真ん中に取り残されたあたしは、みんなの背中しか見えない。
「……寂しいね、凪。みんな、離れちゃう。そんな日が来るのは、寂しいよね」
「……」
隣にいる彗の顔も見ず、あたしは一心に、雪だるまのあたしを見続けた。段々と視界がぼやけていくのは、気のせいじゃない。
「でも凪、見て。こうやって、追いかけることもできるよ」
彗が雪だるまのあたしを持って、誰かの背中を追いかける。
「逢いに来たよ」って、あたしを喋らせる。また別の人へ、同じことを言う。
「みんな、それぞれの生活があって。なかなか逢えなくても、心配することは何もないんだよ。……知ってた?」
緩く首を左右に振ると、彗はあたしの位置を変えた。あたしを囲むように背を向けていたみんなの、輪の中に。
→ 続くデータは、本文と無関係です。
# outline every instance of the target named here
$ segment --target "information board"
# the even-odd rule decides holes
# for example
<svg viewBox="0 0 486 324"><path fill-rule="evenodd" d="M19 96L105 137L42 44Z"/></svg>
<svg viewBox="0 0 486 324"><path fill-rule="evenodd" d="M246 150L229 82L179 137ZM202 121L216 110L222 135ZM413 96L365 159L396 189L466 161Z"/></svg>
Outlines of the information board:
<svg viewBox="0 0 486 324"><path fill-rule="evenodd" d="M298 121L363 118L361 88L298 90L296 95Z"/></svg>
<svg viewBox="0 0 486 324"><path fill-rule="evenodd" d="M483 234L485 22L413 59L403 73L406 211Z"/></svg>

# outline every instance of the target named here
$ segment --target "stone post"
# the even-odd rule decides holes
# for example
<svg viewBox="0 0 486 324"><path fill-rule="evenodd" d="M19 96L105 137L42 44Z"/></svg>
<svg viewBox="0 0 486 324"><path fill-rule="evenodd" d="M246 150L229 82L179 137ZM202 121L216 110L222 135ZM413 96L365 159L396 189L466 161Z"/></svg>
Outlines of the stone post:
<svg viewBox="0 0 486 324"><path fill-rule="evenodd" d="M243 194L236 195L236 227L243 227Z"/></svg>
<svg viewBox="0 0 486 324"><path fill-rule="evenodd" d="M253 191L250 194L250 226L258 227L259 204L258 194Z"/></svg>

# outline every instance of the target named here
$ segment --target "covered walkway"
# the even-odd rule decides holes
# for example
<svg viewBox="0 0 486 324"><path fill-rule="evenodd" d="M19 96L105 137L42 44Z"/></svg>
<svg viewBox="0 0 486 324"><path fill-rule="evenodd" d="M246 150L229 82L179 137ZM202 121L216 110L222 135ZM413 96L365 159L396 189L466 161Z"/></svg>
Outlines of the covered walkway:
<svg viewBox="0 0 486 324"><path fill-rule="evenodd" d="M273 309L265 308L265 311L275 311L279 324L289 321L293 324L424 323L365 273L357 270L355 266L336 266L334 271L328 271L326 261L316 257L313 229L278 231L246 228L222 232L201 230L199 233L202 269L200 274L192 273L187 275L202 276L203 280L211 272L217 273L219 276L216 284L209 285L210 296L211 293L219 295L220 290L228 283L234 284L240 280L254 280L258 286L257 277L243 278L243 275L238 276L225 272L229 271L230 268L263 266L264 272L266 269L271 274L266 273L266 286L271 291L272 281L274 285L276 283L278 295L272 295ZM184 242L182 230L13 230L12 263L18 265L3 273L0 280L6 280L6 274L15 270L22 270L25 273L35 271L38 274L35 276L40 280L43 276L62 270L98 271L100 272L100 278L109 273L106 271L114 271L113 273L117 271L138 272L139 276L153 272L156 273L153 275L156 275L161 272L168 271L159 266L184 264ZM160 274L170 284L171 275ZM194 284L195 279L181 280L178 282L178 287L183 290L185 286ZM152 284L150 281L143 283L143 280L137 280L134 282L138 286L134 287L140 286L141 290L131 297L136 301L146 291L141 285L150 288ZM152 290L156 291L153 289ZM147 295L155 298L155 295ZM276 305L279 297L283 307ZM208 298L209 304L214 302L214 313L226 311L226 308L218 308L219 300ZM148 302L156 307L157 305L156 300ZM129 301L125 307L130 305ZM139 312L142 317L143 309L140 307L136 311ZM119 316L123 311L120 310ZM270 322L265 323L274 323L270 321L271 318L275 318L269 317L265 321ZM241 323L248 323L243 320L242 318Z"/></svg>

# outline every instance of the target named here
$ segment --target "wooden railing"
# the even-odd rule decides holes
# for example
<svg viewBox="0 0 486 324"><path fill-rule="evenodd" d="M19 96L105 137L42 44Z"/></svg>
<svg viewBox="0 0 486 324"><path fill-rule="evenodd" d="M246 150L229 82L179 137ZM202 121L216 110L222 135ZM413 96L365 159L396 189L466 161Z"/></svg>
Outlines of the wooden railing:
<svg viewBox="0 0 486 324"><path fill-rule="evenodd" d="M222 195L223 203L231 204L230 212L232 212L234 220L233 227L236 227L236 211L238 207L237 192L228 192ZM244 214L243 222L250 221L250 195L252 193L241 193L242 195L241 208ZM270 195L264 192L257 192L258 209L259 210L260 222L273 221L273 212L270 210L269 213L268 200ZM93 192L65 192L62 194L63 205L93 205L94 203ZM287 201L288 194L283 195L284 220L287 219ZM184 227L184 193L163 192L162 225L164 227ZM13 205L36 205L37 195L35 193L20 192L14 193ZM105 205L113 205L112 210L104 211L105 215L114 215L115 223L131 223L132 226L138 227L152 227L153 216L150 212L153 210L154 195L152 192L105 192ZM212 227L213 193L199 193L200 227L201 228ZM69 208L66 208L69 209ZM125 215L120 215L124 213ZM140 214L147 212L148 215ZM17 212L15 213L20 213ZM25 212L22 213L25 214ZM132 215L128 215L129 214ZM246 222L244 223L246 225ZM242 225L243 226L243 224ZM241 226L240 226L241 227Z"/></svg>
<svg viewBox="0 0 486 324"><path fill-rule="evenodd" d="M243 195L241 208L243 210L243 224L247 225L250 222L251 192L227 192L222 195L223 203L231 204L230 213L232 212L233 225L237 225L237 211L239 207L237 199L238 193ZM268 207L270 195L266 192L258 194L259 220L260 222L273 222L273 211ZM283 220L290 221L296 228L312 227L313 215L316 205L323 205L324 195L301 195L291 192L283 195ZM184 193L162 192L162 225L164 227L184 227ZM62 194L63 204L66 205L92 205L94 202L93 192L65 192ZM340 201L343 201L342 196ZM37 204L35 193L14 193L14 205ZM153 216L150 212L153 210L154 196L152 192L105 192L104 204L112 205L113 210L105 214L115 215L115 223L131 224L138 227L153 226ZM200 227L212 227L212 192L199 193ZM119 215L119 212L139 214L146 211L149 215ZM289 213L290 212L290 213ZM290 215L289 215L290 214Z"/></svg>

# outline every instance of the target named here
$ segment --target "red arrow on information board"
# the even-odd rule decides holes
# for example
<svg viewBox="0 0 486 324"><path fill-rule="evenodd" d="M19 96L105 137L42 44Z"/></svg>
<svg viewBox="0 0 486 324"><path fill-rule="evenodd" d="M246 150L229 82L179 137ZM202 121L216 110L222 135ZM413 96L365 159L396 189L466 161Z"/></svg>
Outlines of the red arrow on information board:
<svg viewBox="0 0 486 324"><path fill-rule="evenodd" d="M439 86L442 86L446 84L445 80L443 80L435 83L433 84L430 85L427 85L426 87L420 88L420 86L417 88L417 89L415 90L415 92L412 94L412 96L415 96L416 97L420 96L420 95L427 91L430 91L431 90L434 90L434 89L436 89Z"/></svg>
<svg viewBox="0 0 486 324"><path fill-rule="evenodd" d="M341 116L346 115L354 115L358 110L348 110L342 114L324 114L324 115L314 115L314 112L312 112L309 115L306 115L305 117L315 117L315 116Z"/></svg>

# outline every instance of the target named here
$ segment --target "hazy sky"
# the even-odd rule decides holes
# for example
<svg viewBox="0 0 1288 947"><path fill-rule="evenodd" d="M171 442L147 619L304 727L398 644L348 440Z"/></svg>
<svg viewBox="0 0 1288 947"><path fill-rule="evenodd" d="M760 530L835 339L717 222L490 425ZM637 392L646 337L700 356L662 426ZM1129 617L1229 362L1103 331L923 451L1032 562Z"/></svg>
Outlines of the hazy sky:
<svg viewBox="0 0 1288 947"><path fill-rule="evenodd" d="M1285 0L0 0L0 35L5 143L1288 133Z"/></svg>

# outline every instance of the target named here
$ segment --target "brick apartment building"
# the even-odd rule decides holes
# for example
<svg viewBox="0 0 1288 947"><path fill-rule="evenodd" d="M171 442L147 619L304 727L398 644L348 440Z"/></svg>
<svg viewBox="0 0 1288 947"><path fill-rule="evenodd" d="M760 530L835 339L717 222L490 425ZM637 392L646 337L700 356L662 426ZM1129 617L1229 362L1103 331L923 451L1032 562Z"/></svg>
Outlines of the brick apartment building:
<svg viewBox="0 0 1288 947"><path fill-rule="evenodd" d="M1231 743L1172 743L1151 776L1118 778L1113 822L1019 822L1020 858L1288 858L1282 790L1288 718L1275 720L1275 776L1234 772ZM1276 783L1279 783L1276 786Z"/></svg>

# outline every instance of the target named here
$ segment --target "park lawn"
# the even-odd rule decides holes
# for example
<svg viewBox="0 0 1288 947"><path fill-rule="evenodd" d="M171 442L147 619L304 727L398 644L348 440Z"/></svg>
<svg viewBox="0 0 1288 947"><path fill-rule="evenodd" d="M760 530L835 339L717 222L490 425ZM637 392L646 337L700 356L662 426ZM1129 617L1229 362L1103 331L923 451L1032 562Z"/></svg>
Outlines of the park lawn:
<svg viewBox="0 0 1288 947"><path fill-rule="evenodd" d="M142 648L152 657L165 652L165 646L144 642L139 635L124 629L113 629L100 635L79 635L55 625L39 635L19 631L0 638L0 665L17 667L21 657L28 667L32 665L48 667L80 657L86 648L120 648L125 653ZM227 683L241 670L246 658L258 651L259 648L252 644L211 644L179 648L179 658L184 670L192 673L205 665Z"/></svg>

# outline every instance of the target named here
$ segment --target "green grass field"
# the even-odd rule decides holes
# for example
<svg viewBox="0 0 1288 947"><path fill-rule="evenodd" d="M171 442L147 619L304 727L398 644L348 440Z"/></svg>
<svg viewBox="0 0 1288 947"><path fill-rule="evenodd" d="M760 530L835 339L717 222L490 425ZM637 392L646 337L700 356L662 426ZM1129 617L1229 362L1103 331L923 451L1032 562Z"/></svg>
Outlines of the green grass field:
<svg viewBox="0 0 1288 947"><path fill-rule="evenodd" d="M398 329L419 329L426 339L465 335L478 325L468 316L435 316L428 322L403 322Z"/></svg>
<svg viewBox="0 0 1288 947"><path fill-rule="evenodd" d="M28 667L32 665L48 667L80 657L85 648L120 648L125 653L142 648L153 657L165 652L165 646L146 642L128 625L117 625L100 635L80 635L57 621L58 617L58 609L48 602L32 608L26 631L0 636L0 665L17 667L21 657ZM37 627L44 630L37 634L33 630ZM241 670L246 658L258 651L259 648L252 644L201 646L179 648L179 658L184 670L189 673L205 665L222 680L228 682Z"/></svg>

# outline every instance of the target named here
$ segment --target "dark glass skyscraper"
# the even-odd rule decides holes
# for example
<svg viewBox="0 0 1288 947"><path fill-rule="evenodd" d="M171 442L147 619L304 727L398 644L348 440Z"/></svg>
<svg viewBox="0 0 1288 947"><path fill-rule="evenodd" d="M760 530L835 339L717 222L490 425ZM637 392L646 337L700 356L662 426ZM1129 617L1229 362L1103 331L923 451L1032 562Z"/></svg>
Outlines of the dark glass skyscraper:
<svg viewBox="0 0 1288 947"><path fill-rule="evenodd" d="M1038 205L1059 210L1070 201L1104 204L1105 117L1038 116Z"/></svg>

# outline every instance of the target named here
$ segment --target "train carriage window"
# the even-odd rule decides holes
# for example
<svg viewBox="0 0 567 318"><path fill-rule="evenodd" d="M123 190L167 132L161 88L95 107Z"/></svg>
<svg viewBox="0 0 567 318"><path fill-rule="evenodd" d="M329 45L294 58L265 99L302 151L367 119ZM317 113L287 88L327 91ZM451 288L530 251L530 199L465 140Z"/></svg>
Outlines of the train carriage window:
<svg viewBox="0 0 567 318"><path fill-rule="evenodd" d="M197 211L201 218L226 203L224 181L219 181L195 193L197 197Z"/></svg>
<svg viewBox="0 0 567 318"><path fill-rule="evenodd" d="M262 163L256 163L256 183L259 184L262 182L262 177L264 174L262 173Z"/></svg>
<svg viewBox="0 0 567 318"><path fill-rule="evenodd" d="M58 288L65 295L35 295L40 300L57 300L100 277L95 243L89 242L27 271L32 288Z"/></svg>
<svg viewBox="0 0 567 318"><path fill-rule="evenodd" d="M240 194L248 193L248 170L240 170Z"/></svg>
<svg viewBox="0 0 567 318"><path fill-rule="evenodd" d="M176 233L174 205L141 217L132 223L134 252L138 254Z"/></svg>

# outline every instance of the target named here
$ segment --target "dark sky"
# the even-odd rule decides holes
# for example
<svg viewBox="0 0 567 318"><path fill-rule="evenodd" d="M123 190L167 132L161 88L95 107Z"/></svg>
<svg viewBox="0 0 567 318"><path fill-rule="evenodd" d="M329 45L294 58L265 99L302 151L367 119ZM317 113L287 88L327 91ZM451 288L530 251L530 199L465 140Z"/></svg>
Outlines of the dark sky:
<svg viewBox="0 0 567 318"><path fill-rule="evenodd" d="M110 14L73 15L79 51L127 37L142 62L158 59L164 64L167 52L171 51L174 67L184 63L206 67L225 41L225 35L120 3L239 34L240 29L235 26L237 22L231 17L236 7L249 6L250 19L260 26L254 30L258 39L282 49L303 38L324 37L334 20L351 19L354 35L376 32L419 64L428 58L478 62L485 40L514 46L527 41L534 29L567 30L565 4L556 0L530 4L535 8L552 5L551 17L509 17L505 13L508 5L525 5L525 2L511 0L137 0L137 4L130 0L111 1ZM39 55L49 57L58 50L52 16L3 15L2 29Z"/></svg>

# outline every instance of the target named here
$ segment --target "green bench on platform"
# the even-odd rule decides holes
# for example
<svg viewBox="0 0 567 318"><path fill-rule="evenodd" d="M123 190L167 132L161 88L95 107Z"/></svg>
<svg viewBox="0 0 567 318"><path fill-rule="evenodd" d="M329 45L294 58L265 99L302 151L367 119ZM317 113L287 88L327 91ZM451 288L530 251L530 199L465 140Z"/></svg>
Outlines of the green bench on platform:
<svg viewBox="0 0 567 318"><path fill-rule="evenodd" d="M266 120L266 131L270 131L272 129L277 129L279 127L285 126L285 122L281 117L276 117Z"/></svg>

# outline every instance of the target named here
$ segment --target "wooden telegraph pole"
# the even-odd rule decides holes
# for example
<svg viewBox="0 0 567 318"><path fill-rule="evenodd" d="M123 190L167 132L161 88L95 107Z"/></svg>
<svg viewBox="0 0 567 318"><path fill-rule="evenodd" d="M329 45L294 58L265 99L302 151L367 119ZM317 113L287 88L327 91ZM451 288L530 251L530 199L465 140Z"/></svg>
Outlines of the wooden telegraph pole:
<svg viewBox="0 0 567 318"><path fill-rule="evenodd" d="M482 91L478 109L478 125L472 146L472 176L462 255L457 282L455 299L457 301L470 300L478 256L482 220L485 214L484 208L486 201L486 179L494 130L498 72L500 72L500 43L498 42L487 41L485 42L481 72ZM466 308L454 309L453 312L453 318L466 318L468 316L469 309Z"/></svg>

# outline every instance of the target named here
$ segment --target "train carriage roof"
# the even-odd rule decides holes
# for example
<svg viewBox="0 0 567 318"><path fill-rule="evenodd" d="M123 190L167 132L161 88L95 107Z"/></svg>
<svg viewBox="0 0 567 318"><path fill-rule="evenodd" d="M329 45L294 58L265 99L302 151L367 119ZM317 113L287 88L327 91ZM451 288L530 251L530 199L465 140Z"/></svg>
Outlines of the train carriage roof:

「真ん中で騒いでた時は、すごく近かったけど。時間が経てば離れちゃう。もっと時間が経てば、もっと離れちゃう」
彗はひとりずつ、少しずつ、前へと前進させて。最初にみんながあたしの周りで騒いでいた場所は、丸い空洞になって大きくなっていく。
……過去が、遠くなってくみたい。
でも、変わらない。
「1人でも、独りじゃないね、凪。みんな前に進んでいくけど、凪も俺も、周りにはみんながいるんだね」
どれだけ離れても、どれだけの時間が過ぎても、変わらない、崩れない輪が、そこにあった。
見ることができない絆が、見えた気がした。
「1人ひとり、また別の輪ができて。俺と凪には、颯輔さんと緑夏さんとの輪ができて……だけど、みんなの輪と同じ。変わらないよ。きっとずっと、変わらない」
ぼやけていた視界が明瞭になって、また滲む。
涙が浮かんでは落ちて、浮かんでは落ちて。それでもあたしは涙を拭うことも、顔を俯くこともなかった。